The main cause of treatment failure in NPC is distant metastasis and the NPC patients with stage N3 are the most prone to develop distant metastases. Thus, the selection of an efficient, lowtoxicity, welltolerated, adequate regimen is the key to improve the therapeutic efficacy for patients with stage N3 NPC. This study aimed to determine the safety and feasibility of induction chemotherapy with nanoparticle albumin-bound paclitaxel (nab-paclitaxel) plus cisplatin, combined treatment with nimotuzumab, and Intensity-modulated radiation therapy (IMRT), followed by S-1 adjuvant chemotherapy for stage N3M0 nasopharyngeal carcinoma (NPC). This retrospective study involved 43 patients with stage N3M0 NPC treated with the above regimens. For induction chemotherapy, four cycles of nab-paclitaxel (260 mg/m2, day 1) plus cisplatin (25 mg/m2, days 1-3) were administered. IMRT was performed concurrently with targeted therapy with nimotuzumab (200 mg IV, weekly for seven courses). For adjuvant chemotherapy, S-1 (40-60 mg twice a day, depending on the patient's body surface area) was administered for 14 days and was stopped for 7 days; this cycle was repeated every 21 days.
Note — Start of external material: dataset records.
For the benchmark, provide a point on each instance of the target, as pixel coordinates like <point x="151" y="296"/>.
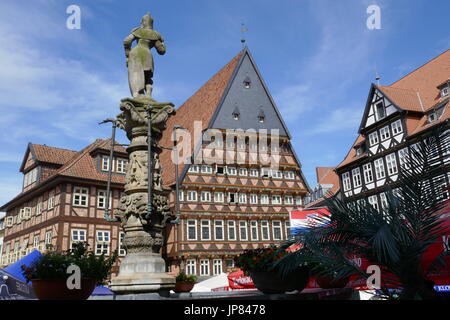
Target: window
<point x="276" y="199"/>
<point x="373" y="138"/>
<point x="50" y="203"/>
<point x="218" y="230"/>
<point x="36" y="241"/>
<point x="373" y="200"/>
<point x="38" y="208"/>
<point x="194" y="168"/>
<point x="254" y="230"/>
<point x="384" y="133"/>
<point x="204" y="267"/>
<point x="403" y="158"/>
<point x="379" y="169"/>
<point x="242" y="198"/>
<point x="102" y="243"/>
<point x="264" y="199"/>
<point x="276" y="228"/>
<point x="277" y="174"/>
<point x="243" y="230"/>
<point x="253" y="199"/>
<point x="105" y="163"/>
<point x="231" y="230"/>
<point x="190" y="267"/>
<point x="205" y="230"/>
<point x="30" y="177"/>
<point x="121" y="165"/>
<point x="380" y="110"/>
<point x="289" y="175"/>
<point x="287" y="226"/>
<point x="265" y="230"/>
<point x="391" y="163"/>
<point x="206" y="196"/>
<point x="356" y="177"/>
<point x="229" y="263"/>
<point x="122" y="251"/>
<point x="383" y="200"/>
<point x="220" y="170"/>
<point x="289" y="200"/>
<point x="207" y="169"/>
<point x="217" y="266"/>
<point x="219" y="197"/>
<point x="243" y="172"/>
<point x="253" y="172"/>
<point x="396" y="127"/>
<point x="101" y="199"/>
<point x="232" y="197"/>
<point x="80" y="196"/>
<point x="368" y="176"/>
<point x="346" y="181"/>
<point x="192" y="195"/>
<point x="265" y="172"/>
<point x="192" y="229"/>
<point x="48" y="238"/>
<point x="78" y="236"/>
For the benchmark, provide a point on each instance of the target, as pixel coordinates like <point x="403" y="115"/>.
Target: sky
<point x="317" y="57"/>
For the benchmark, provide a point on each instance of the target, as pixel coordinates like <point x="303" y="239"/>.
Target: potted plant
<point x="49" y="273"/>
<point x="259" y="264"/>
<point x="184" y="282"/>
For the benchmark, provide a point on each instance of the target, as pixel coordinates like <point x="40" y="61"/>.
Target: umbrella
<point x="220" y="280"/>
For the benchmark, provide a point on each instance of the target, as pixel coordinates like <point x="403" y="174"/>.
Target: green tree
<point x="394" y="237"/>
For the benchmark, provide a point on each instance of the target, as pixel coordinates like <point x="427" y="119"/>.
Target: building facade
<point x="398" y="118"/>
<point x="63" y="201"/>
<point x="241" y="180"/>
<point x="231" y="199"/>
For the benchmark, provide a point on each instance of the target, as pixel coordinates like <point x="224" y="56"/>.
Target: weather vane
<point x="244" y="29"/>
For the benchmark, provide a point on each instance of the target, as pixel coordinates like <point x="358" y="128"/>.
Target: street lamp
<point x="177" y="182"/>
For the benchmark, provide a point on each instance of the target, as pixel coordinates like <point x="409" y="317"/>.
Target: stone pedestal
<point x="143" y="270"/>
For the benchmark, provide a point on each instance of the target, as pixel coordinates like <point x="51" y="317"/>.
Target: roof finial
<point x="243" y="30"/>
<point x="377" y="76"/>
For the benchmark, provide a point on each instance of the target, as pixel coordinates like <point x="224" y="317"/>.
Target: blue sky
<point x="317" y="57"/>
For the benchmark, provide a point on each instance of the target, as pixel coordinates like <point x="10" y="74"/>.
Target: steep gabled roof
<point x="46" y="154"/>
<point x="416" y="93"/>
<point x="199" y="107"/>
<point x="80" y="165"/>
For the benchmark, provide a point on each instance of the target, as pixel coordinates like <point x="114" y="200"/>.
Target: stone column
<point x="143" y="270"/>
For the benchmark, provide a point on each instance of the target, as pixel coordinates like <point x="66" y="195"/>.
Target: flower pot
<point x="56" y="289"/>
<point x="183" y="286"/>
<point x="329" y="282"/>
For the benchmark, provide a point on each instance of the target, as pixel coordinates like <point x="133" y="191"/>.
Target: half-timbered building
<point x="396" y="119"/>
<point x="230" y="199"/>
<point x="63" y="201"/>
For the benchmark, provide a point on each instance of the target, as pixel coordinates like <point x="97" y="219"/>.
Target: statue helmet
<point x="147" y="21"/>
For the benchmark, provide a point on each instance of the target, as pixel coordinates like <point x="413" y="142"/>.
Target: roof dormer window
<point x="380" y="110"/>
<point x="247" y="83"/>
<point x="445" y="91"/>
<point x="236" y="113"/>
<point x="261" y="116"/>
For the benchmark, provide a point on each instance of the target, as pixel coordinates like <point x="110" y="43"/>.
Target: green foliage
<point x="394" y="238"/>
<point x="183" y="277"/>
<point x="53" y="264"/>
All statistical analyses were performed using an SPSS v21.0 software package. The LRC, OS, DMFS, and progressionfree survival (PFS) rates were calculated using the Kaplan-Meier method, and differences in these rates were analyzed using logrank test. The total treatment efficiency was 100.0%. The 3-year locoregional control, overall survival, distant metastasis-free survival, and progression-free survival rates were 97.6%, 87.6%, 83.5%, and 81.0%, respectively. Neutropenia was the most common hematological toxicity (95.3%), and the incidence of Grade ≥3 neutropenia was 30.2%. Grade 3 anemia and thrombocytopenia did not occur. The most common nonhematological adverse reactions were mucositis (100.0%), hair loss (100.0%), rashes (65.1%), and limb numbness with pain (60.4%). The occurrence and treatment of skin rashes needed special attention. Induction nab-paclitaxel plus cisplatin, nimotuzumab combined with IMRT, followed by S-1 adjuvant chemotherapy, yielded an excellent survival benefit with tolerable toxicities in patients with stage N3 NPC. Distant metastasis was the main cause of treatment failure.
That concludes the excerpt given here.